ANNAPOLIS – Maryland residents earning more than $100,000 in taxable income would pay higher taxes under a $35.5 billion budget plan lawmakers easily passed Wednesday afternoon.
The General Assembly returned to Annapolis on Monday for a special session more than a month after it failed to approve a budget during the 90-day session. It took lawmakers only three days to pass a budget plan with income tax increases, increases in taxes for tobacco products other than cigarettes, and a shift of hundreds of millions of dollars in teacher pension costs to local jurisdictions over the next four years.
Forty percent of the money raised from the income tax hike would come from Montgomery County, where 23.3 percent of earners would pay more.
| Tax rates for single-filers | |||
| Taxable income | Current tax rate | Approved tax rate | |
| $1-$1,000 | 2.0% | 2.0% | |
| $1,001-$2,000 | 3.0% | 3.0% | |
| $2,001-$3,000 | 4.0% | 4.0% | |
| $3,001-$100,000 | 4.75% | 4.75% | |
| $100,001-$125,000 | 4.75% | 5.0% | |
| $125,001 | $150,000 | 4.75% | 5.25% |
| $150,001-$250,000 | 5.0% | 5.5% | |
| $250,001 – $500,000 | 5.0% / 5.25% | 5.75% | |
| $500,001 and up | 5.50% | 5.75% | |
Overall, nearly 14 percent of state residents would pay higher taxes, with 9.5 percent of Prince George’s County residents paying extra, according to a state fiscal analysis. The tax hikes would apply retroactively to January.
Tax rates would rise to as high as 5.75 percent for those earning more than $250,000 annually, and tax exemptions would be reduced for Marylanders earning more than $100,000. Residents earning more than $200,000 would see their exemptions eliminated entirely.
While some lamented the fact that lawmakers had to come back to Annapolis at all, Democratic leadership said the special session was needed to avoid more than $500 million in spending cuts — a contingency budget plan that took effect when lawmakers failed to complete their work on time in April.
“It would have been much more appropriate to have done it during the 90-day session, there’s no doubt about that,” said House Speaker Michael Busch, D-Anne Arundel. “But I think everyone felt responsible when we left here without a final product and we were governing by default. No one wanted to do that.”
A spokeswoman for Gov. Martin O’Malley said it is not clear when he will sign the budget bills.
The budget deal passed with a final vote by the House on Wednesday afternoon, restoring education funding that would have been cut and protecting the state’s good economic standing, O’Malley said.

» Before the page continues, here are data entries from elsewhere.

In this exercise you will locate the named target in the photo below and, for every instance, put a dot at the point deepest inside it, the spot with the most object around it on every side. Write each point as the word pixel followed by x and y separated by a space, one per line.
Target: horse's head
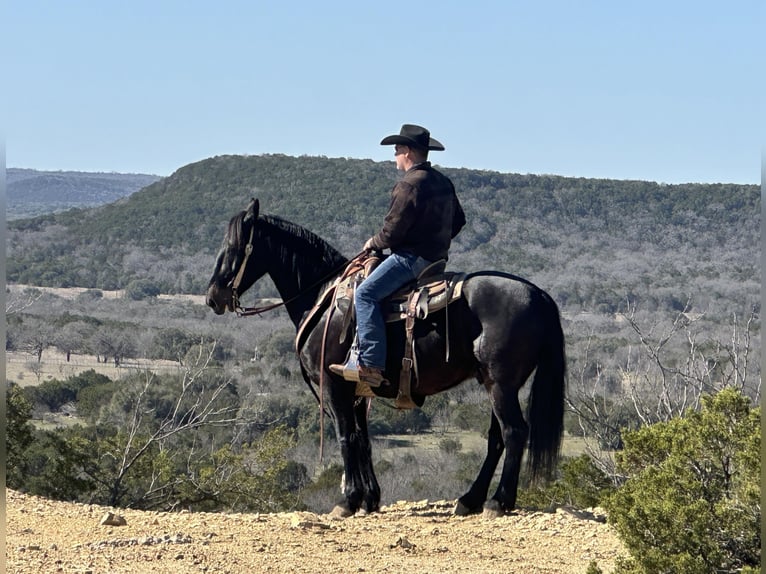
pixel 235 269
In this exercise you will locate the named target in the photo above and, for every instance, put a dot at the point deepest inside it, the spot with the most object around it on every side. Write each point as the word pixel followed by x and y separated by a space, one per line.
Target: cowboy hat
pixel 413 136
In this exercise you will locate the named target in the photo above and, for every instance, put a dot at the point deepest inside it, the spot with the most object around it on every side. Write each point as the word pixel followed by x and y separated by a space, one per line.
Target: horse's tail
pixel 545 412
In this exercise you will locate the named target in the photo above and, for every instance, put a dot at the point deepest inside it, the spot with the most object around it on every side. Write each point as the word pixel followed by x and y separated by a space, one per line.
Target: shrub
pixel 691 501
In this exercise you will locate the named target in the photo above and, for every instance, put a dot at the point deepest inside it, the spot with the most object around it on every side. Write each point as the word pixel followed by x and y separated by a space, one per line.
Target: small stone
pixel 111 519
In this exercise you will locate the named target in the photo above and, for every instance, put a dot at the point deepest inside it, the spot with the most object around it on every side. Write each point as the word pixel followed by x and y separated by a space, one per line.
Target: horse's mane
pixel 294 239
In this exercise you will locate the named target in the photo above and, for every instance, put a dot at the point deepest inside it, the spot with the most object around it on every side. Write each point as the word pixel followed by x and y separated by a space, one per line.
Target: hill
pixel 48 536
pixel 594 244
pixel 31 192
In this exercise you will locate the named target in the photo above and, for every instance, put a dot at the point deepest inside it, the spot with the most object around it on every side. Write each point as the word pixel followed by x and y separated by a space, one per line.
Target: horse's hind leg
pixel 473 500
pixel 515 432
pixel 361 489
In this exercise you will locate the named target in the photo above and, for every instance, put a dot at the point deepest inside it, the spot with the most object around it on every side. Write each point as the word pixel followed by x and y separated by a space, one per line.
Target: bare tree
pixel 196 405
pixel 666 373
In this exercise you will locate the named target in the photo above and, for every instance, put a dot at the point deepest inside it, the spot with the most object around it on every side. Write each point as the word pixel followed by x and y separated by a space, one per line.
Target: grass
pixel 23 368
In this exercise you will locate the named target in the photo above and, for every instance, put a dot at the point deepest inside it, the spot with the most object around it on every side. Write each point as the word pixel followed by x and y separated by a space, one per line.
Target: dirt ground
pixel 44 536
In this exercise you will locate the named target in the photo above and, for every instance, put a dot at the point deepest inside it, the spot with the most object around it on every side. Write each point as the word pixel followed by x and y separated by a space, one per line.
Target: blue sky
pixel 666 91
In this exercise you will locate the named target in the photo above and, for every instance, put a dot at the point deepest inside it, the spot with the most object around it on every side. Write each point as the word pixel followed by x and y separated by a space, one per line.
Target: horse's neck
pixel 298 274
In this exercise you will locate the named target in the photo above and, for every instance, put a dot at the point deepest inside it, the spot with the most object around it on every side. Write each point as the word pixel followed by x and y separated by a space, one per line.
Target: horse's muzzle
pixel 218 300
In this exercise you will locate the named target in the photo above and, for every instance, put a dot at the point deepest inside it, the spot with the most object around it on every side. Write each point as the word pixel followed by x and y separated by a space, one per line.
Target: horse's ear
pixel 253 209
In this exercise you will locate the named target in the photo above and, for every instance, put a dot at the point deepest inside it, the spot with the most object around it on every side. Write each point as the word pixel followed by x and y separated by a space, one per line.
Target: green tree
pixel 18 433
pixel 691 501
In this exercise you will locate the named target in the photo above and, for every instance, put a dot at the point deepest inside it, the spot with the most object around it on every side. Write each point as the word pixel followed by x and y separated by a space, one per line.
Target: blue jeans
pixel 395 271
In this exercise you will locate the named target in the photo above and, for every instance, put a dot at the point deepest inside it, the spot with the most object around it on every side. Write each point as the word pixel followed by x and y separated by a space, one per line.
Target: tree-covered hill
pixel 31 192
pixel 592 243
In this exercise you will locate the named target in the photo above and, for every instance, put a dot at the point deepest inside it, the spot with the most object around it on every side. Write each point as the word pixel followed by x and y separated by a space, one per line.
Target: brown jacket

“These have not been easy years, but what has held us in better stead than other states is that we’ve been applying a balanced approach to the budget, maintaining the AAA bond rating, but also protecting the investments that allow us to have a better rate of job growth than other states,” he said Wednesday.
But Republicans, and even some House Democrats, questioned the merits of raising income taxes during a recession, particularly on Maryland families.
“It’s amazing that the Democrats and Gov. O’Malley want to run around saying ‘mission accomplished’ when the only mission accomplished here was damage to the citizens of Maryland as far as jobs and as far as their quality of life,” said Senate Minority Leader E.J. Pipkin, R-Eastern Shore.